One meta to rule them all (Overlapping blacklists)

[Adam Katz <an...@khopis.com>]

On 04/11, Warren Togami Jr. wrote:
>>>> Before that rescoring, we may want to have a serious
>>>> discussion about reducing score pile-up in the case where
>>>> multiple production DNSBL's all hit at the same time.  Adam
>>>> Katz' approach is one possibility, albeit confusing to users
>>>> because users see subtractions in the score reports.  There may
>>>> be other better approaches to this.

On 04/12/2011 12:59 PM, darxus@chaosreigns.com wrote:
>>> What was Adam Katz's approach?  Not using black or white lists 
>>> just because they overlap is unfortunate.  So is the reduction of
>>> generated scores that overlap probably causes.

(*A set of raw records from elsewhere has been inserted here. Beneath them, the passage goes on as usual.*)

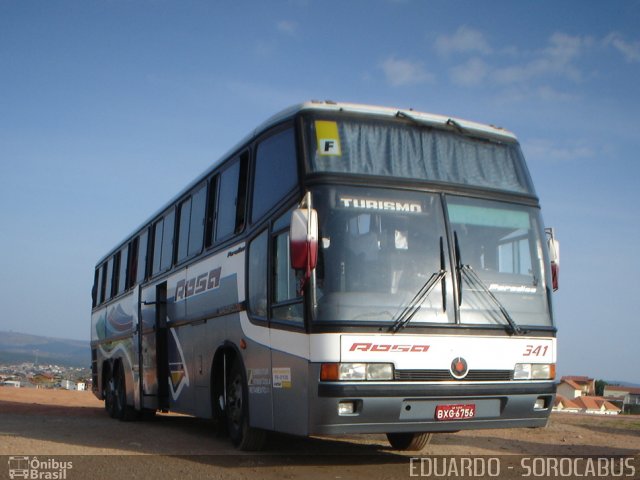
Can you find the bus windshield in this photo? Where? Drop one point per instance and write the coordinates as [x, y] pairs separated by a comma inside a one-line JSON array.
[[500, 261], [408, 150], [381, 248]]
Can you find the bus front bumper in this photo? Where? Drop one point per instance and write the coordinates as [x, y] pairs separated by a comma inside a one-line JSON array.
[[345, 408]]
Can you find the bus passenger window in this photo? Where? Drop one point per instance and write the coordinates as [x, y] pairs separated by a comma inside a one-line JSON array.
[[196, 224], [96, 288], [183, 229], [141, 269], [109, 280], [157, 246], [103, 283], [276, 171], [227, 202], [123, 255], [132, 262], [167, 241]]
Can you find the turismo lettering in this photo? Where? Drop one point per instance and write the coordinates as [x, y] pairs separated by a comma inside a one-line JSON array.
[[369, 204]]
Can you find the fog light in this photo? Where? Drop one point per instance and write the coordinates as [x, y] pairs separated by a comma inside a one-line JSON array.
[[346, 408], [534, 371]]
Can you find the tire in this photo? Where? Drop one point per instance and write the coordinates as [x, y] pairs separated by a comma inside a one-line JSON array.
[[242, 436], [409, 441], [121, 410]]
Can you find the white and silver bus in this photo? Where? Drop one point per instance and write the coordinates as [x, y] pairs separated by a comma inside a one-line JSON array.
[[344, 269]]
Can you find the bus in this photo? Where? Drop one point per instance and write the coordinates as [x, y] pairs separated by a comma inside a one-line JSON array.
[[345, 269]]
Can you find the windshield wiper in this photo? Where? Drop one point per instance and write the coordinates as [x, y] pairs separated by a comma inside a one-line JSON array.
[[476, 282], [412, 307]]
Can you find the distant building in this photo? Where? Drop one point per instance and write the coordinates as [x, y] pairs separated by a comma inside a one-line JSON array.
[[586, 385], [68, 385], [11, 383], [626, 397]]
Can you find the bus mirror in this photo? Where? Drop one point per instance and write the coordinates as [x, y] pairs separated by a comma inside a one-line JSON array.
[[303, 238], [553, 246]]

I have two proposals, both of which have been mentioned here in the
past.  Warren was referring to the first:


1. One meta to rule them all

This is very simple.  All it should require is removing the 'nopublish'
flag from PUBLISHED_DNSBLS (and probably renaming it to something like
"RCVD_IN_DNSBL" or "DNSBL" to avoid confusion).

This should result in a large score for the meta and therefore reduced
scores for the individual rules.  However, as the GA isn't always
rational and could miss the overlap and create dangerous scores, we
might have to manually score the meta (and/or the lookups).

This was mentioned (not for the first time) at
http://old.nabble.com/I-want-MORE-SPAM---MORE-SPAM-tt23599323.html#a23602101

It should be noted that KHOP_DNSBL_ADJ and KHOP_DNSBL_BUMP (from my
khop-bl sa-update channel) implements this as a third-party hack.  The
former's purpose is in calculating when the score has been brought too
high and then reducing it while the latter focuses on when the score
isn't high enough.  Such a hack is very very messy and happily
completely unnecessary in upstream given a rule like PUBLISHED_DNSBLS.

Also note that this process is replicated in KHOP_URIBL_ADJ and there is
a similar trick for whitelists in KHOP_RCVD_TRUST.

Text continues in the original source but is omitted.